Everyone doing the sin also does the lawlessness, and the sin is the lawlessness (1 John 3:4).
Sin, as defined by Scripture, is lawlessness. This lawlessness is not merely the absence of a legal code; rather, it signifies a deliberate rejection of God’s revealed standard. Since members of the Church are placed as sons, we are not under any form of law. Nevertheless, we still have a standard: to believe in the character of Jesus Christ, to love one another as Christ has loved us, and to abide in Him (1 John 3:23–24). When we act apart from faith, such action is sin (Romans 14:23). This kind of behavior constitutes a rejection of God’s standard and a pursuit of our own way.
The erroneous definitions of sin as “missing the mark” or “not living up to God’s standard—namely, His own glory, as in ‘all have fallen short of the glory of God’—originate from theology, not from Scripture.
Sin occurs when we act against the standard that we know God has set for us.

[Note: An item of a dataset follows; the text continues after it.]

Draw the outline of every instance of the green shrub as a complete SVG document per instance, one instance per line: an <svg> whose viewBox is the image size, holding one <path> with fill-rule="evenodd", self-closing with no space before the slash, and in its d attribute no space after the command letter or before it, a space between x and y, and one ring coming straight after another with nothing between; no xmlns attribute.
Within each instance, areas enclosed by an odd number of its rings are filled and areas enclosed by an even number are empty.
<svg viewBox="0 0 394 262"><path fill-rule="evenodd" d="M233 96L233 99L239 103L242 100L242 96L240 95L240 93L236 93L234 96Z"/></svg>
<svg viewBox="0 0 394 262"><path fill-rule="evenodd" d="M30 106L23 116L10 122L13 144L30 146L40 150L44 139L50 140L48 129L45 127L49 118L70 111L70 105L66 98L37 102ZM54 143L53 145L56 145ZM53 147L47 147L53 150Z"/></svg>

Falling short of His glory refers to failing to live according to His opinion of us. Rather than allowing man-made religion and philosophy to define sin, we must hold to the Scriptural definition: sin is an act of lawlessness. As such, it is external to the body—never an internal condition of the mind—and it results from not living out from faith.
Since we have been freed from the rule of sin by being immersed into Christ’s death and resurrection—so that we may walk in newness of life (Romans 6:3–6)—let us reckon this to be true (Romans 6:11) and yield our members to righteousness (Romans 6:13), so that sin is no longer a part of our lives as we conduct ourselves in a manner consistent with living out from faith.